Fortpflanzung statt Wintervorrat

(07.05.2020) Eine dänische Studie hat jetzt ergeben: Die Rippenqualle (Mnemiopsis leidyi) legt ihren Wintervorrat auf eine ganz besondere Art und Weise an. Anstatt Ressourcen zu speichern, pflanzt sie sich vor Einbruch des Winters einfach vermehrt fort. Denn wenn sie in den kalten Monaten der Hunger plagt, frisst sie ihren Nachwuchs.

Der Nachwuchs stehe als schwimmende Nahrungsquelle länger im Jahr zur Verfügung als die natürliche Beute der Quallen, berichten die Wissenschaftler um Hauptautorin Jamileh Javidpour von der Süddänischen Universität im Fachmagazin „Communications Biology“. Dadurch können die erwachsenen Tiere auch Zeiten mit geringerem Nahrungsangebot überstehen und sich somit effizienter ausbreiten, unabhängig von den klimatischen Bedingungen.

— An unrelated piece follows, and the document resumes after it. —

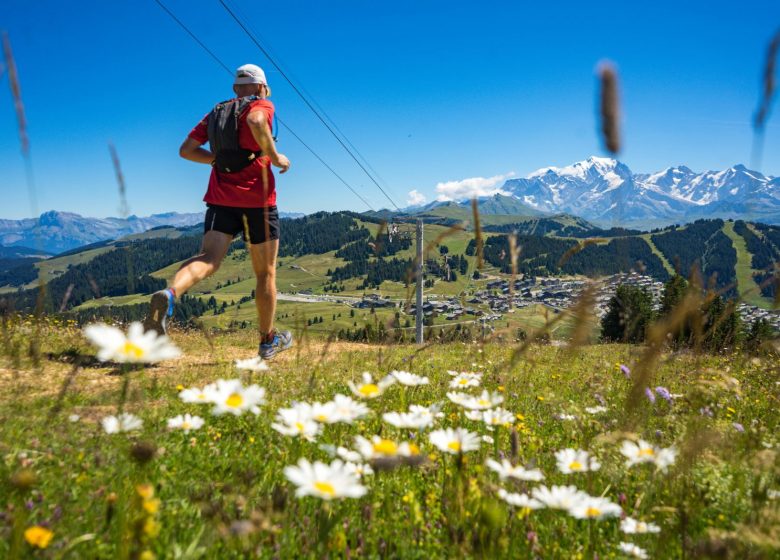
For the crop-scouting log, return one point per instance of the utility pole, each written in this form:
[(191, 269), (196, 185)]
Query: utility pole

Die für die Studie gesammelten Rippenquallen stammen von der norddeutschen Ostseeküste. Ursprünglich kommt diese Quallenart vor allem in den Ostküstengebieten von Nord- und Südamerika vor. Mittlerweile lebt die Rippenqualle aber auch in der Nordsee und im Mittelmeer. Für Umweltschützer keine gute Nachricht. Solche invasiven Tierarten können große Schäden in fremden Ökosystemen anrichten. Die dänischen Wissenschaftler hoffen, dass die Ergebnisse ihrer Studie dabei helfen, die Ausbreitung der Quallen einzudämmen.